In one case, a woman was unable to eat hotel food because she had gallstones.
interrupted maternity care
Asylum seekers are also transferred at short notice, which can disrupt their medical care.
“I had a lady who was a cancer patient, who had all her cancer treatment in one hospital. She was transferred to the other side of London, so she had to start all her services again,” the London nurse said.
A 24-week pregnant woman had not had access to maternity services before her team began visiting the hotel, she said.
David Gardner, a lawyer for No 5 chambers, said he regularly supports pregnant women who try to challenge the Home Office about the adequacy of their accommodation.

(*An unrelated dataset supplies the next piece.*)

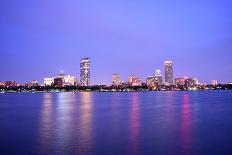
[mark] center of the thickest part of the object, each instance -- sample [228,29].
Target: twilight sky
[40,38]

“Requiring a pregnant woman to stay in a single room in a hotel for the entire period of her pregnancy is grossly inappropriate,” he said.
Jane Henson, who supports a number of hotels in Nottingham, said the Home Office often places accommodation in areas away from supporting services.
She said pregnant asylum seekers in her area received good support, but added: “The worst thing is the time they are there. They’re stuck in their rooms, families together, and it’s hell.”